# Quantum Mechanic. penetration distance and probability Density

1. May 25, 2012

### bayan

1. The problem statement, all variables and given/known data

Assume that a typical electron in a piece of metallic sodium has energy $- E_{0}$ compared to a free electron, where $E_{0}$ is the 2.7 eV work function of sodium.
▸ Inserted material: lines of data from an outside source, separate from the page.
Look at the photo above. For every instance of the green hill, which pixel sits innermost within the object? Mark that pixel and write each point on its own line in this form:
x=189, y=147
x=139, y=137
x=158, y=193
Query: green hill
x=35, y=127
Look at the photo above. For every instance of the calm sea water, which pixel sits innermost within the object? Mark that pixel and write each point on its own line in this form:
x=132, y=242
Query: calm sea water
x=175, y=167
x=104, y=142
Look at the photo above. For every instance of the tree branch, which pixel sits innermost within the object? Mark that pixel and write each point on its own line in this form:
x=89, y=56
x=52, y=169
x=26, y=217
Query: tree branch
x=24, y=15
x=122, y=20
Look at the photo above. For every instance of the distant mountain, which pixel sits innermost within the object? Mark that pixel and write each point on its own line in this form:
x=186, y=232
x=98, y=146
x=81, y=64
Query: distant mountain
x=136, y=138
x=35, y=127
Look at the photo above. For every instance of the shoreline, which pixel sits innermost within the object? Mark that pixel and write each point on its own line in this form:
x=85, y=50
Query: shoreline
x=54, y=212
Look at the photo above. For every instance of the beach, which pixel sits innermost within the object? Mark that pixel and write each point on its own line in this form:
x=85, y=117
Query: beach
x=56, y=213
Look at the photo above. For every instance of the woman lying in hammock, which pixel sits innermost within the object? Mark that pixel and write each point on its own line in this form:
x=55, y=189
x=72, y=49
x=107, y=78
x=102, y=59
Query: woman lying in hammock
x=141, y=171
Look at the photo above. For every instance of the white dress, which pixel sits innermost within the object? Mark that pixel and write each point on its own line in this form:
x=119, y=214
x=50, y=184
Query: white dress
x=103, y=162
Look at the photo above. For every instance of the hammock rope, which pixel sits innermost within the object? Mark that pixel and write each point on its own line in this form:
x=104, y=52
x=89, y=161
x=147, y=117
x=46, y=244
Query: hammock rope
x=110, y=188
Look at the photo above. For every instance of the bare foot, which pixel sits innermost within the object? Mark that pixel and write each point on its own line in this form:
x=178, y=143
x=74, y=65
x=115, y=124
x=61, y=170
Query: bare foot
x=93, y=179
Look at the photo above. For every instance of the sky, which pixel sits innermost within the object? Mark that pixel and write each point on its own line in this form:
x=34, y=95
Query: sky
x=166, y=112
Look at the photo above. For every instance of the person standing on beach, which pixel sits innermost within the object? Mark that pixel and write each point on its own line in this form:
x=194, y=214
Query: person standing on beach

At what distance beyond the surface of the metal is the electron's probability density 20% of its value at the surface?

2. Relevant equations

$η=\frac{\hbar}{\sqrt{2m( U_{0} - E)}}$

$ψ_{(x)}=ψ_{edge} e^{-(x-L)/η}$

3. The attempt at a solution

I've assumed the surface of the sodium metal is the barrier. I have also assumed $U_{0}-E= 2.7eV$

Given that the probability density must be 20% at a distance from the surface I've used the following method to get my answer and want to check if my assumptions/work are correct.

I've worked $η≈1.19*10^{-10}m$

Because I need probability density to be 20% of what it would be at the barrier I've done the following;

$0.2=|ψ|^{2}$

$ψ_{(x)}=ψ_{edge} e^{-(x-L)/η}$ ∴ $|ψ_{(x)}|^{2}=(ψ_{edge} e^{-(x-L)/η})^{2}$

$\sqrt{0.2}=ψ_{edge} e^{-(x-L)/η}$

Given x value is going to be x value of barrier + zη

$0.447=ψ_{edge} e^{-(zη)/η}$

$ln 0.447 =ψ_{edge} -(zη)/η$

$-0.805=ψ_{edge} -(zη)/η$

$-0.805=-z$

$z=0.805$

Would the answer be 0.805η (0.096 nm)

Any help would be greatly appreciated :)

Last edited: May 25, 2012
2. May 26, 2012

### bayan

Problem is now solved, the answer and method was correct